Figure 4 shows a case where an unobserved disturbance term influences both X and Y. Here, the presence of the intervening variable Z allows for the identification of all the path coefficients. I’ve written the structural equation on the top right and checked the premises of Theorem 1 at the bottom left. Note that the path coefficient of ${U\dashrightarrow X}$ is known to be 1 in accordance with the structural equation for X. Hence, the total effect of X on Y equals ${\alpha\beta+\gamma}$.

Figure 5 presents a more complicated case where the direct effect can be identified but not the total effect. The identification of ${\delta}$ is impossible because X and Z are spuriously correlated and there is no instrumental variable or intervening available available.

If you have reached this far, I hope you have acquired a basic grasp of the graphical methods presented in this lecture. You probably feel that you still don’t really know it. This always happens when we learn a new technique or method. The only way to move from “I sorta know what this is about” to “I understand how to do this” is to sit down and work out a few examples. If you do the exercises in the homework below, you will be ready to use this powerful arsenal for live projects. Good luck!

Homework

1. Epidemiologists argued in the early postwar period that smoking causes cancer. Big Tobacco countered that both smoking and cancer are correlated with genotype (unobserved), and hence, the effect of smoking on cancer cannot be identified. Show Big Tobacco’s argument in a directed graph.
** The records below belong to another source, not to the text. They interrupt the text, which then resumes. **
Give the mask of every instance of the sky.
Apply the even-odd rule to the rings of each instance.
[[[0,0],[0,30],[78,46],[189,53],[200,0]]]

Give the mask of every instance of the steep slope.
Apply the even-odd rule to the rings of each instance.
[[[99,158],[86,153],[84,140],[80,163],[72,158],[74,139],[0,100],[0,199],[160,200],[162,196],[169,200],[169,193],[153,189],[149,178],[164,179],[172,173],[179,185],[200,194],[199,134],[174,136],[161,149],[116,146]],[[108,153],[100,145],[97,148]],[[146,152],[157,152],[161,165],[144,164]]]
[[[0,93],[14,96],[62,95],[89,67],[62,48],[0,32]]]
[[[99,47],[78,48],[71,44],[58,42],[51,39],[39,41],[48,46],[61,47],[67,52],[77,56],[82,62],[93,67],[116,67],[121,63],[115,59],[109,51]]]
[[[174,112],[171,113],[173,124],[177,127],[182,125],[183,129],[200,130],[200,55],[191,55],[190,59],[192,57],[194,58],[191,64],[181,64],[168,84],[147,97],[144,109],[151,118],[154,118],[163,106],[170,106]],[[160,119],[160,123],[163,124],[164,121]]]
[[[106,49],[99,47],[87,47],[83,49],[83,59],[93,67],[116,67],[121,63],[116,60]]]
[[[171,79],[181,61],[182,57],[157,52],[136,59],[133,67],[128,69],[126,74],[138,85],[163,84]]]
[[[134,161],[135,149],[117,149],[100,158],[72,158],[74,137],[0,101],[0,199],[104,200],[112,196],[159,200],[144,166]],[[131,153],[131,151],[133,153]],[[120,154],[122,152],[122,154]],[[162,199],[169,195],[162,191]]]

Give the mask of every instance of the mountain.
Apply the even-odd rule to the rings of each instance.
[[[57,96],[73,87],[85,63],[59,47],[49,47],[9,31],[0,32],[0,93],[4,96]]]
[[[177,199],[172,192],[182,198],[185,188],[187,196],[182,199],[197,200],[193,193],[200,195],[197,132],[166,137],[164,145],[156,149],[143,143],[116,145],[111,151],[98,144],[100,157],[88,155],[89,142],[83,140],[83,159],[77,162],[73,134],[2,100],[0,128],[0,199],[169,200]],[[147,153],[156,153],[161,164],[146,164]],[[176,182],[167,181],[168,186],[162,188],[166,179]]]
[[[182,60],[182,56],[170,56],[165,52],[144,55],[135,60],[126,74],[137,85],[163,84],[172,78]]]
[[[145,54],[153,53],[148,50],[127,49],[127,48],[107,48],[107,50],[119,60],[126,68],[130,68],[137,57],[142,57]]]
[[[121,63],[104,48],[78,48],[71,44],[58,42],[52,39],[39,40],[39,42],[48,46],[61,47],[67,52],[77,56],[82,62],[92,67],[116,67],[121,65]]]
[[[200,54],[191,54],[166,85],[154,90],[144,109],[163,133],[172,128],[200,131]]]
What happens if we have an intervening variable between smoking and cancer that is not causally related to genotype? Say, the accumulation of tar in lungs? What would the causal diagram look like? Prove that it is then possible to identify the causal effect of smoking on cancer. Provide an expression for the path coefficient between smoking and cancer.
2. Obtain a thousand simulations each of two independent standard normal random variables X and Y. Set Z=X+Y. Check that X and Y are uncorrelated. Check that X|Z and Y|Z are correlated. Ask yourself if it is a good idea to control for a variable without thinking the causal relations through.
3. Obtain a thousand simulations each of three independent standard normal random variables ${u,\nu,\varepsilon}$. Let ${X=u+\nu}$ and ${Y=u+\varepsilon}$. Create scatter plots to check that X and Y are marginally dependent but conditionally independent (conditional on u). That is, X|u and Y|u are uncorrelated. Project Y on X using OLS. Check that the slope is significant. Then project Y on X and u. Check that the slope coefficient for X is no longer significant. Should you or should you not control for u?
4. Using the graphical rules of causal inference, show that the causal effect of X on Y can be identified in each of the seven graphs shown in Figure 6.
5. Using the graphical rules of causal inference, show that the causal effect of X on Y cannot be identified in each of the eight graphs in Figure 7. Provide an intuitive reason for the failure in each case.

P.S. I just discovered that there is a book on this very topic, Stanley A. Mulaik’s Linear Causal Modeling with Structural Equations (2009).